For lora_finetune.py:

'--dataset_name', '-d', default='processed_dataset.json', type=str
'--model_name', '-m', default='pygmalion-6b', type=str
'--lora_name', '-l', default='lora_test', type=str
'--batch_size', '-b', default=4, type=int
'--epochs', '-e', default=10, type=int
'--cutoff_len', '-c', default=256, type=int
'--lora_rank', '-r', default=16, type=int

Increasing batch_size and cutoff_len can make training more stable (convergence speed will be slightly slower), but if your gpu memory is small, you may only be able to choose a lower value😥. Higher epochs and lora_rank values ​​can make the content generated by the fine-tuned model more like the content in the dialogue training set you provided, but higher is not necessarily better.

If you have experience in fine tuning, you can go to lora_finetune.py to modify other parameters, but the default values ​​should just work fine.

load lora adapter

If the interactive interface you are currently using already supports lora(you may need to load the model in 8bit and set eos token as "\n"(for text-generation-webui user, tick "Stop generating at new line character?" in Parameters)), please refer to its instructions.
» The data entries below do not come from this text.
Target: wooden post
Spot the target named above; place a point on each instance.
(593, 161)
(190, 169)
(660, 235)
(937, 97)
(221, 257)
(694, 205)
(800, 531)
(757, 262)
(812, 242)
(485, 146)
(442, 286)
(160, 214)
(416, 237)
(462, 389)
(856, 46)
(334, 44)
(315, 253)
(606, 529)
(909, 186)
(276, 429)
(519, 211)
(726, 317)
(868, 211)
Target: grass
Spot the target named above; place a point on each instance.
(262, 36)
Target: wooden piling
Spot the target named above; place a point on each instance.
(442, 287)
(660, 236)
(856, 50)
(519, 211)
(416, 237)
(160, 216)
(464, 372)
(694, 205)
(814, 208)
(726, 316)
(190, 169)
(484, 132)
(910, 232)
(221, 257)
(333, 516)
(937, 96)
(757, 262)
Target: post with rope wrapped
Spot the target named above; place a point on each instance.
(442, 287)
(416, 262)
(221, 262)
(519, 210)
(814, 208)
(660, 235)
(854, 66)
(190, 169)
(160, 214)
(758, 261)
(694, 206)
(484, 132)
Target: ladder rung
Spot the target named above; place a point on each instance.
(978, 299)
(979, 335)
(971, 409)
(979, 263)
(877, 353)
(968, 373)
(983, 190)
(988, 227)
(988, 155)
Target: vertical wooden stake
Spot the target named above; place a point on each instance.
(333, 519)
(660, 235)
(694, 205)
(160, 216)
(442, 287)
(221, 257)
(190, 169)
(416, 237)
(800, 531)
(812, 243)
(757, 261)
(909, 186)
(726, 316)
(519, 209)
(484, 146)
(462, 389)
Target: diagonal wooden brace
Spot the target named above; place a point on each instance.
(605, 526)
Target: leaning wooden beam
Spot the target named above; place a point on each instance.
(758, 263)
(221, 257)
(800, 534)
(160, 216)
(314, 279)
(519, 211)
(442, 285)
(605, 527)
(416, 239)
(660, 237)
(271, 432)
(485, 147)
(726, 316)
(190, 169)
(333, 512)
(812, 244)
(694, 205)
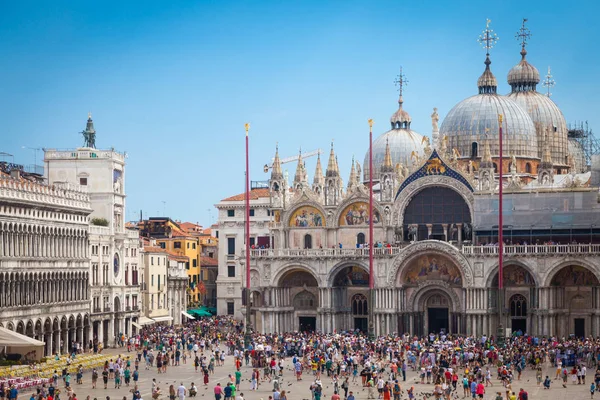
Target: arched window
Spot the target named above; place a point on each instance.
(474, 149)
(518, 306)
(360, 304)
(307, 241)
(360, 238)
(304, 300)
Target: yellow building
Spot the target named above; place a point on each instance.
(174, 238)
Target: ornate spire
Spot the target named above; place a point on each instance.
(300, 177)
(523, 77)
(387, 159)
(400, 119)
(487, 83)
(332, 169)
(547, 155)
(549, 83)
(318, 179)
(276, 173)
(486, 161)
(352, 180)
(89, 135)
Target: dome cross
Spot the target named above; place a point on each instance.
(401, 81)
(523, 34)
(488, 38)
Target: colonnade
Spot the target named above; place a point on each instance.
(19, 289)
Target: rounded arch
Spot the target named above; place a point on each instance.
(490, 278)
(430, 247)
(362, 198)
(404, 197)
(294, 266)
(552, 271)
(418, 298)
(301, 219)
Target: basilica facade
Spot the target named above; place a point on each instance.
(436, 228)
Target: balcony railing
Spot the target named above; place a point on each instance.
(534, 249)
(482, 250)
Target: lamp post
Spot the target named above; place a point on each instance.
(248, 333)
(371, 214)
(500, 332)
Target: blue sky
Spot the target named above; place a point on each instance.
(172, 83)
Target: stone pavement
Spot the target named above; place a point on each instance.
(300, 390)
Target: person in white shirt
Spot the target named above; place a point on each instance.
(181, 391)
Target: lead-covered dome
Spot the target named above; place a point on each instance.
(547, 118)
(402, 141)
(474, 121)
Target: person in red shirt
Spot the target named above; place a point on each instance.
(480, 390)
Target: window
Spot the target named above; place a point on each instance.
(360, 238)
(307, 241)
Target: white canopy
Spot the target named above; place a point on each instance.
(14, 339)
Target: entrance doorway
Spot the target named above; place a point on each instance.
(579, 327)
(361, 324)
(519, 325)
(437, 319)
(307, 324)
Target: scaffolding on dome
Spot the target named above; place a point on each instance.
(581, 132)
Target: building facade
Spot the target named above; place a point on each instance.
(114, 251)
(436, 227)
(44, 260)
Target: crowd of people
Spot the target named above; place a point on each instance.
(340, 366)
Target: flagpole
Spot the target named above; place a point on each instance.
(371, 214)
(248, 333)
(500, 334)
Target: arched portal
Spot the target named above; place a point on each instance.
(433, 212)
(349, 282)
(300, 288)
(575, 289)
(519, 284)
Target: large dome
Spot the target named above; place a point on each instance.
(548, 120)
(474, 121)
(402, 143)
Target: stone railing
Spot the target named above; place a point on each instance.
(99, 230)
(319, 253)
(83, 153)
(534, 249)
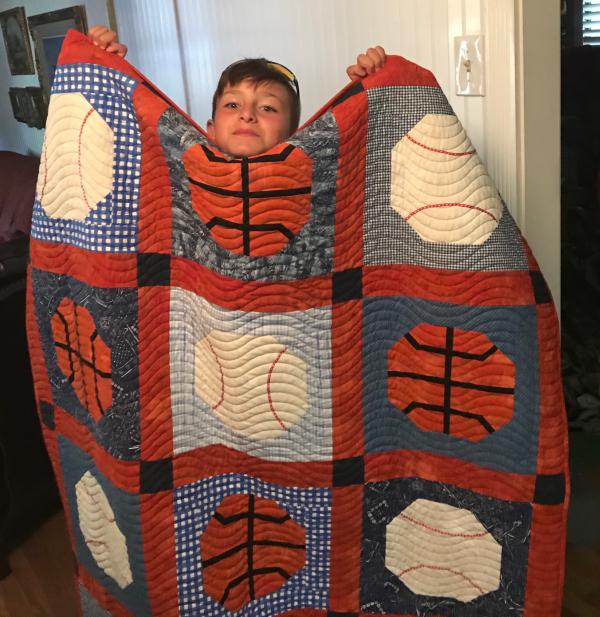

Else you may need to manually edit the text generating code. Maybe something like ...

From

model = AutoModelForCausalLM.from_pretrained(model_name_or_path, device_map=device_map)

To

from peft import PeftModel
model = AutoModelForCausalLM.from_pretrained(model_name_or_path,load_in_8bit=True,device_map=device_map)
lora_name_or_path = "loras/lora_test"
model = PeftModel.from_pretrained(model, lora_name_or_path, device_map=device_map)

Please replace "loras/lora_test" with your own lora name or path.